2. Overly lock your application will slow it downs. Every threads need to wait for one thread to finish using a resource. Too many locks will lead to `deadlock` where thread A is holding a lock to resource RA and need to access another resource RB which is locked by another thread B, who in turn needs to use the resource RA being held by thread A to complete its job and release RB.

There are other issues such as `starvation`, `greedy` but that's a topic for different time.


The point is that there will be many issues with `threading` and all of these issues are due to lack of coordination between threads. That's exactly why we have `async`. If you remember, `async` refers to `cooperative async`. The key word here is `cooperative`. Imagine that, somehow, we can ensure a thread or a task before yielding the control to different task doesn't hold onto any lock or leave the system in a invalid state (i.e. in the middle of an update or mutating process). It's like saying:<br>
"I have finished my job, you could do yours"<br>
or<br>
"I have finished a critical part of my job, you could do yours and don't worry that you will violate my state or you cannot access something your need for your jobs."

Seems cool, right? But, wait a minute, if we could let a task to finish then start another one, isn't that sequential? And if only one task could actually run at a time, why do we want to stop it halfway?

I'm glad that you ask. It's about efficiency in using resource, the resource in this case is the CPU.

When a task runs, it doesn't necessarily require the CPU 100% of time. There's `IO operations` such as reading/writing files on disk, making network call then waiting for response. These operations don't required CPU power. So, if a task is given the CPU resource to run but end up waiting for `IO`, it's wasting the CPU time. The whole concept of `async` is about leveraging CPU time to make sure that the CPU works as much as possible to handle processes.
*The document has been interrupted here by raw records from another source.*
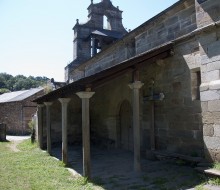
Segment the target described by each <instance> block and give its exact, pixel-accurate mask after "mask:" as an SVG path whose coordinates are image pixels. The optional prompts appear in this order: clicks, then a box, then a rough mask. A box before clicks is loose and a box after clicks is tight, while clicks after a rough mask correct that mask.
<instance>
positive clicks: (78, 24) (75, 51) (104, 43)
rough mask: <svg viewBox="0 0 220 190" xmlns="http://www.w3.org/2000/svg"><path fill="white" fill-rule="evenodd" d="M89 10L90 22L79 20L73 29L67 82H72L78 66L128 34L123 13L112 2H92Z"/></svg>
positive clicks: (89, 19)
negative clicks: (122, 37)
mask: <svg viewBox="0 0 220 190" xmlns="http://www.w3.org/2000/svg"><path fill="white" fill-rule="evenodd" d="M87 10H88V21H87V22H86V23H84V24H80V23H79V20H78V19H77V20H76V24H75V26H74V27H73V30H74V39H73V61H72V62H71V63H70V64H69V65H68V66H67V67H66V68H65V81H66V82H71V72H72V71H73V70H74V69H75V68H76V67H77V66H78V65H80V64H81V63H83V62H85V61H86V60H88V59H90V58H91V57H92V56H95V55H96V54H97V53H98V52H100V51H101V50H103V49H104V48H106V47H107V46H108V45H110V44H111V43H113V42H114V41H116V40H118V39H120V38H122V37H123V36H124V35H125V34H127V31H126V30H125V28H124V26H123V24H122V11H121V10H119V7H115V6H113V4H112V2H111V1H110V0H101V2H100V3H96V4H94V3H93V0H91V4H90V5H89V7H88V8H87ZM105 19H106V25H105V24H104V23H105Z"/></svg>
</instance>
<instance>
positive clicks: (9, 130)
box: [0, 102, 23, 135]
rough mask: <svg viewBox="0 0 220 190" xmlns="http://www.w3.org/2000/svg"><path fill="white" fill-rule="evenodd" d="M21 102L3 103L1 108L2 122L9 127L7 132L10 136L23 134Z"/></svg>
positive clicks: (7, 127)
mask: <svg viewBox="0 0 220 190" xmlns="http://www.w3.org/2000/svg"><path fill="white" fill-rule="evenodd" d="M21 110H22V105H21V102H9V103H2V104H1V106H0V115H1V120H2V121H1V122H3V123H5V124H6V125H7V129H6V132H7V134H10V135H19V134H20V133H23V129H22V111H21Z"/></svg>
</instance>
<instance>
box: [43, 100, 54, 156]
mask: <svg viewBox="0 0 220 190" xmlns="http://www.w3.org/2000/svg"><path fill="white" fill-rule="evenodd" d="M44 104H45V106H46V123H47V152H48V154H50V155H51V120H50V106H51V105H52V104H53V103H52V102H44Z"/></svg>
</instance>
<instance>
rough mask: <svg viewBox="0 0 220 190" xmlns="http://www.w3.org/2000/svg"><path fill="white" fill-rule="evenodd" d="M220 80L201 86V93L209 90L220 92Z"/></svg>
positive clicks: (205, 83)
mask: <svg viewBox="0 0 220 190" xmlns="http://www.w3.org/2000/svg"><path fill="white" fill-rule="evenodd" d="M219 89H220V80H213V81H211V82H204V83H202V84H201V85H200V92H203V91H208V90H219Z"/></svg>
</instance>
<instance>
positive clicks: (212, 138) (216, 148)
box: [204, 136, 220, 150]
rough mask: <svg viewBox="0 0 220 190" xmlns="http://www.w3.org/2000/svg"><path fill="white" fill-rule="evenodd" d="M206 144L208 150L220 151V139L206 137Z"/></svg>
mask: <svg viewBox="0 0 220 190" xmlns="http://www.w3.org/2000/svg"><path fill="white" fill-rule="evenodd" d="M204 144H205V146H206V148H208V149H217V150H220V137H208V136H204Z"/></svg>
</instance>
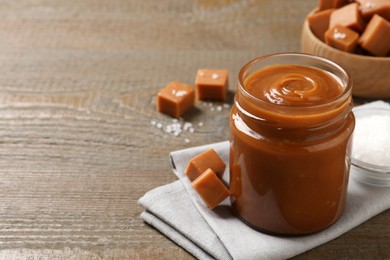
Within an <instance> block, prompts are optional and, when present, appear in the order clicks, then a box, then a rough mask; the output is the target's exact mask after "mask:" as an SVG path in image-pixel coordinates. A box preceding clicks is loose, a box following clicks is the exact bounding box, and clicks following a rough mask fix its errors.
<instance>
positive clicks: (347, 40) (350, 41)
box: [325, 24, 359, 52]
mask: <svg viewBox="0 0 390 260" xmlns="http://www.w3.org/2000/svg"><path fill="white" fill-rule="evenodd" d="M358 40H359V34H358V33H357V32H355V31H354V30H351V29H349V28H348V27H345V26H342V25H339V24H336V25H335V26H333V27H331V28H329V29H328V30H327V31H326V33H325V43H326V44H328V45H329V46H332V47H334V48H336V49H339V50H342V51H346V52H354V51H355V49H356V46H357V44H358Z"/></svg>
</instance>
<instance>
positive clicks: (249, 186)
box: [230, 65, 355, 235]
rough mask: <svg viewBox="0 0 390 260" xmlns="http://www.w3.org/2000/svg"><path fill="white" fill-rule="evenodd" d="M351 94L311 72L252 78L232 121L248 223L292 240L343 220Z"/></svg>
mask: <svg viewBox="0 0 390 260" xmlns="http://www.w3.org/2000/svg"><path fill="white" fill-rule="evenodd" d="M343 94H344V88H343V86H342V85H341V83H340V82H339V81H338V80H337V79H336V78H335V77H334V76H332V75H331V74H330V73H328V72H325V71H322V70H320V69H317V68H312V67H306V66H295V65H277V66H270V67H265V68H263V69H261V70H259V71H256V72H254V73H252V74H251V75H249V76H248V77H247V78H246V80H244V86H243V88H242V89H239V90H238V91H237V93H236V97H235V105H234V106H233V107H232V110H231V117H230V128H231V153H230V191H231V194H232V195H231V201H232V207H233V210H234V211H235V212H236V213H237V214H238V215H239V216H240V217H241V218H242V219H243V220H244V221H245V222H246V223H248V224H249V225H251V226H252V227H254V228H256V229H259V230H261V231H265V232H269V233H276V234H289V235H291V234H306V233H312V232H316V231H319V230H321V229H324V228H326V227H327V226H329V225H331V224H332V223H334V222H335V221H336V220H337V219H338V218H339V217H340V215H341V214H342V212H343V210H344V206H345V200H346V193H347V184H348V177H349V165H350V150H351V147H350V137H351V134H352V131H353V129H354V122H355V121H354V116H353V114H352V113H351V102H352V100H351V97H350V96H349V97H347V98H344V99H341V97H342V96H343ZM340 99H341V101H340Z"/></svg>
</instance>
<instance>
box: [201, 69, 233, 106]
mask: <svg viewBox="0 0 390 260" xmlns="http://www.w3.org/2000/svg"><path fill="white" fill-rule="evenodd" d="M228 76H229V74H228V71H227V70H212V69H200V70H198V72H197V74H196V77H195V85H196V88H197V91H198V98H199V99H200V100H208V99H211V100H221V101H224V100H225V99H226V97H227V93H228Z"/></svg>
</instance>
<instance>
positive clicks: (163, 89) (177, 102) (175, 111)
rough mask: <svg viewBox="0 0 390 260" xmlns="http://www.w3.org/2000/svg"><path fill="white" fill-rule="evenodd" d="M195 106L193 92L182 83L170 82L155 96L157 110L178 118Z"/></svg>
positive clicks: (176, 82) (194, 102)
mask: <svg viewBox="0 0 390 260" xmlns="http://www.w3.org/2000/svg"><path fill="white" fill-rule="evenodd" d="M194 105H195V90H194V88H193V87H191V86H188V85H186V84H184V83H181V82H177V81H172V82H170V83H169V84H168V85H167V86H166V87H165V88H163V89H162V90H160V92H159V93H158V94H157V110H158V111H159V112H161V113H164V114H167V115H170V116H172V117H176V118H178V117H180V116H182V115H183V114H184V113H185V112H187V111H188V110H190V109H191V108H192V107H193V106H194Z"/></svg>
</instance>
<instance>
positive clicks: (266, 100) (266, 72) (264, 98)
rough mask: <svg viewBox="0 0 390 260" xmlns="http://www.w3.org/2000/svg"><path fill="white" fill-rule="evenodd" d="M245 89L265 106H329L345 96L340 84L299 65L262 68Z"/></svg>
mask: <svg viewBox="0 0 390 260" xmlns="http://www.w3.org/2000/svg"><path fill="white" fill-rule="evenodd" d="M245 88H246V90H247V91H248V92H249V93H250V94H251V95H253V96H255V97H256V98H258V99H262V100H264V101H266V102H269V103H274V104H278V105H284V106H299V107H302V106H310V105H315V104H323V103H326V102H328V101H329V100H332V99H335V98H336V97H338V96H339V95H340V93H341V92H342V88H341V86H340V84H339V83H338V82H337V80H336V79H335V78H334V77H333V76H331V75H330V74H327V73H324V72H323V71H322V70H320V69H316V68H312V67H306V66H299V65H278V66H269V67H266V68H263V69H262V70H259V71H257V72H254V73H253V74H252V75H251V77H249V78H248V79H247V81H246V82H245Z"/></svg>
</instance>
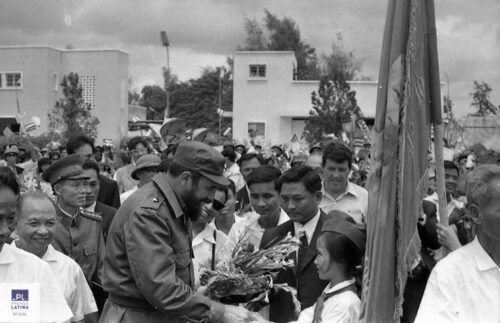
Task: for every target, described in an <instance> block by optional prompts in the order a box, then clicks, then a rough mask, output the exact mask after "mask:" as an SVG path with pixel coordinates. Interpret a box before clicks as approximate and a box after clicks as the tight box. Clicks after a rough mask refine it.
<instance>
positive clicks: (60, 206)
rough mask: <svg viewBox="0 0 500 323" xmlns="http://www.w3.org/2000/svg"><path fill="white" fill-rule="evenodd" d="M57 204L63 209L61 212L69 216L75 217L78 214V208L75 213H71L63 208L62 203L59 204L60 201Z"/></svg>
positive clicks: (58, 208) (71, 216)
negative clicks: (69, 212) (61, 205)
mask: <svg viewBox="0 0 500 323" xmlns="http://www.w3.org/2000/svg"><path fill="white" fill-rule="evenodd" d="M56 204H57V208H58V209H59V210H61V213H62V214H64V215H66V216H68V217H69V218H71V219H72V218H74V217H75V216H76V215H77V214H78V210H77V211H76V213H75V214H70V213H69V212H68V211H66V210H65V209H63V208H62V207H61V206H60V205H59V202H57V203H56Z"/></svg>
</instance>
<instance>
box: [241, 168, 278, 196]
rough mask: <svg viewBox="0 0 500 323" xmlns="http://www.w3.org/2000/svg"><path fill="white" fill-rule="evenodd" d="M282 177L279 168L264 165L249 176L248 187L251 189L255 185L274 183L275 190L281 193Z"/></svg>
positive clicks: (254, 169)
mask: <svg viewBox="0 0 500 323" xmlns="http://www.w3.org/2000/svg"><path fill="white" fill-rule="evenodd" d="M280 176H281V171H280V170H279V169H278V168H276V167H274V166H269V165H263V166H260V167H258V168H256V169H254V171H253V172H252V173H251V174H250V175H249V176H248V180H247V186H248V187H250V186H252V185H253V184H259V183H269V182H274V189H275V190H277V191H278V192H279V189H280V185H279V178H280Z"/></svg>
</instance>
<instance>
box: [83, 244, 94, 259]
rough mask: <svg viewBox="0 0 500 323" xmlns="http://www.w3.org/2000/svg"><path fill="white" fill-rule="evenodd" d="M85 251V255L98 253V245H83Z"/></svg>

Another simple illustration will help:
```
Time   1|||||||||2|||||||||3|||||||||4|||||||||5|||||||||6|||||||||7|||||||||8
Task 1 |----------------|=====|-----------|xxxxxxxxxxxx|------|finished
Task 2 |================|-----|========================|======|-----------|finished
                                                                          |
Task 1 |----------------|=====|-----------|xxxxxxxxxxxx|------|finished   |
Task 2 |================|-----|===========|-----------|finishe|           |
                                                              |           |
scenario 1                                                    |           |
scenario 2                                                                |

---- time that task uses CPU
==== time that task is waiting for CPU (CPU is being used by another task)
xxxx dead time for IO
```
In first scenario, task 2 has to wait even though task 1 is waiting for IO and not using CPU.
In second scenario, when task 1 begins waiting for IO, task 2 was given the CPU to run. Thus in scenario 2, the overall time for two tasks is shorter.

# Summary
We was introduced the concept of `async`. The key difference of `parallelism` and `concurrency` gives us the basic to further explore `threading`, `subprocess` and `cooperative async`. Again, by highlighting the differences between these concepts, we further get down to how each of the concepts relates to each other and ultimately learn the purpose of writing `async` programs. It's to leverage the CPU time to handle as much work as possible in a given amount of time.